April 2 Word of the Day: Rivaroxaban

 this is the delicate balancing act the go-slow streaming service my body ingests after breakfast the tiny orange dot in the base of a japanese teacup a dot called rivaroxaban

 riveting riviera realistically rivaroxaban

 my haematologist I have one of those too held significantly airily eccentrically the forms where I ticked all the boxes my body that is ticked and yes I pass with colours, presumably the flush in my cheek, and he will see me again at ninety he said if I need to go off at that stage rivaroxaban

 the quick brown fox jumps over the lazy dog in command of all the letters for quite a time yet rivaroxaban

 appointments flowed easily major concerns were lowkey and operable I circulated without fuss from pillar to post popped the letter in the letterbox friends never asked anxiously and days passed without event in the days before rivaroxaban

 revealing revelling rivulets oh thankyou rivaroxaban

 let me repeat let me repeat my repute is a request to repeat and repeat what the doctor ordered for my own good and my pharmacist repeats matter-of-factly her eye keeping to the script rivaroxaban

 aches and pains lead to tests and diagnoses like everyone else our mortal flesh leads us to specialist referreds and dead certs pills and potions with top of the list once a day with food a sip of water rivaroxaban

 crossing the rubicon righto rivaroxaban

 imagine there’s no heaven it’s not easy if you try it’s a waste of time like thinking above us is only sky imagine a world without rivaroxaban

 thank god for small mercies cereal friendship without terms conversation in the kitchen lively and light a glass of fresh water breakfast and habit becoming habitual quick rivaroxaban

Wednesday, 1 April 2026

Cosy

 


April 1 Word of the Day: Cosy

 Reading the letters of Oliver Sacks, recently published in paperback. His friendship with Wystan Auden tracked via the index. Arriving at this signoff to a two-page letter dated New York, 31 March 1973, the year of Auden’s death. Sacks recalls Auden’s ultimate departure from America the year before: “I remember at the airport, on that painful Saturday, when a stranger came up and greeted you, I asked you whether you thought of the world as being a large or a small place; and you replied, “Neither. A cosy place.” So – the world being a cosy place – I am sure I will see you in England, Austria or New York within the next few months.”

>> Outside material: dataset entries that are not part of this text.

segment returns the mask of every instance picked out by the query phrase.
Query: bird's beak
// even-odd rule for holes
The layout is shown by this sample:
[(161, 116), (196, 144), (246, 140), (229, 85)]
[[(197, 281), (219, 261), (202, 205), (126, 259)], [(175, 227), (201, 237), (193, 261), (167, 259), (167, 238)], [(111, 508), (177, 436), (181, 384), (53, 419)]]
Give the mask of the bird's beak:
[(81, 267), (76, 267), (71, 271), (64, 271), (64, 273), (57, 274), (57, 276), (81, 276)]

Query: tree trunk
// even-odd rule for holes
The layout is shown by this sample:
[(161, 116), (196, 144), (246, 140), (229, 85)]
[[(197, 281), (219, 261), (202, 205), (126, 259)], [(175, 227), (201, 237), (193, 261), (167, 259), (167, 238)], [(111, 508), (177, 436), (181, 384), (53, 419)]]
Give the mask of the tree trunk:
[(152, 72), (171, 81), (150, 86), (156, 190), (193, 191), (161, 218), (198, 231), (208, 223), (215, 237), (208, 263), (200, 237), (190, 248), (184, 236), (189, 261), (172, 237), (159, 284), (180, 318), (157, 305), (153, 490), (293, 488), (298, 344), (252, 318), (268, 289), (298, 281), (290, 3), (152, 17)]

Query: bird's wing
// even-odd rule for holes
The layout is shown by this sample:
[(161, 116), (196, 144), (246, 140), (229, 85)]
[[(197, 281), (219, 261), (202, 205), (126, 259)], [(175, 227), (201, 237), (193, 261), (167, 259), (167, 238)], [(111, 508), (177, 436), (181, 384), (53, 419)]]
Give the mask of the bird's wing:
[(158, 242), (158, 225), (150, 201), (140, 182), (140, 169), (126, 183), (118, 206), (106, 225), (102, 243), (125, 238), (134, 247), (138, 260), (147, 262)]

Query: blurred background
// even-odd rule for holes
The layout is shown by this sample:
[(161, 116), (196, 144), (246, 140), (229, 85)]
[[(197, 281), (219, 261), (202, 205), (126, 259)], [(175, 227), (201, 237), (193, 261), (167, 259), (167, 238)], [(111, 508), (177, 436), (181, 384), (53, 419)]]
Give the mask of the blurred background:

 Knowing full well the abstract meanings behind a large place (immense, unmanageable, impossibly complex) and a small place (inhibited, claustrophobic, a dot in the universe), Auden instead personalises the world, affirms our experience of our world, accepts already that it is larger and smaller than anything in our experience, but that it is at the least and importantly, cosy.

 Sacks has memorised the word. It deserves our attention too, as used in their exchange, for surely Auden means cosy in all of its meanings. The world is comfortable. The world is pleasant. The world is snug. The world is a homely home. The world is sheltered. He also knows the opposites of all these adjectives.

 Readers of Auden’s biographies are familiar with his messy, even chaotic living arrangements – whether on socially sunny Ischia, regulation rundown New York, or ungarbling gemütlich Kirchstetten. This was always Auden at home and cosy. Humanity moved through the rooms and humanity’s need for belonging kept being copied by hand onto paper. It’s what we have, so make the most of it.

 His writing too, constantly sharing itself with a not always understanding world, moved towards someone who connects and somewhere that is cosy. Which is to say, where readers are at home, can recognise the place as their own, despite everything. This is done in full awareness of places that are not cosy. Sacks believes, in this worldview, that he and Auden will meet again in this world, soon. Instead, he is left with Auden’s message of faith, hope, and love.